Being practical and logical is important. But it is not always the answer.
While reading Brave Learner by Julie Bogart last summer, I was struck in the heart by an analogy she gave.
She was discussing how to encourage ideas, creativity, and learning in children.
She said when they come to you with an idea, it is like a burning flame.
You can either be the wind that fans that flame and helps it grow, or the bucket of water that douses and extinguishes the flame.
This idea really challenged me. I realized how many times I had been the bucket of water on my kids’ ideas.
Many times I had logical excuses for extinguishing their ideas. But this analogy made me realize I could improve.
So I resolved to be more of the wind for them.
Last month my son read a biography on Jim Henson and was enamored with the idea of puppet making.
We checked out puppet making books, gathered old clothes for fabric, and a couple weeks ago finally found time to make puppets.
It was so fun to close the loop on his idea and teach him to follow through. I also got to show him my support.
For my daughter, I got to be the wind in a different way.

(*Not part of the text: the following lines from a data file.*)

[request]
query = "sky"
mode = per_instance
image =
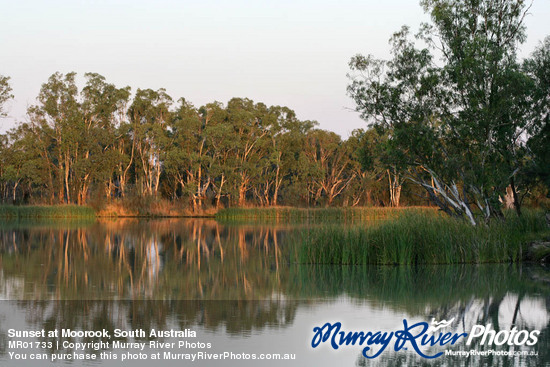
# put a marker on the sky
(288, 53)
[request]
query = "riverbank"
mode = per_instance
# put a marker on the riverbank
(46, 211)
(418, 237)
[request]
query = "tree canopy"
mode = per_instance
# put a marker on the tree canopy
(456, 103)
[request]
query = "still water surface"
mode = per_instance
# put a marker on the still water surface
(241, 288)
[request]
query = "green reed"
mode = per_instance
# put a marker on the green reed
(302, 215)
(421, 237)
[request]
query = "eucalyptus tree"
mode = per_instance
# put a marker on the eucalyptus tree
(104, 109)
(250, 131)
(538, 66)
(5, 93)
(366, 164)
(329, 161)
(57, 123)
(149, 116)
(458, 124)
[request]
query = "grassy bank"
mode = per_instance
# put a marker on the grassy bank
(420, 237)
(46, 211)
(301, 215)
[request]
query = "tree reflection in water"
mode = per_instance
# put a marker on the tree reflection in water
(175, 273)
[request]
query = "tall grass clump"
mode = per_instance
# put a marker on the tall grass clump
(46, 211)
(418, 237)
(304, 215)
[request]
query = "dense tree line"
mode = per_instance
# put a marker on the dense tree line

I found crayon marks on our kitchen table and gently said, ”Oops! You missed the paper!” I cleaned off the crayon and noticed her sad expression.
She said, ”I didn’t miss, Mommy. I want to draw on the table. It is bigger than paper.”
I thought for a moment and verified that my magic eraser sponge could remove all crayon.
“Yes, sweetie. You can draw on the table with crayons. At the end of the day I will wipe it clean so you have a fresh canvas each morning.”
She was completely shocked and thrilled. She was braced for the bucket of water and instead got the wind.
She now had a safe place for her ideas.
And she made the most beautiful murals on our table.
It is not always easy to be the wind. Sometimes as parents we have to be the voice of reason.
But these two experiences with my kids taught me the joys of being the wind.
I look forward to being the wind for not only my kids, but for my spouse, myself, and others.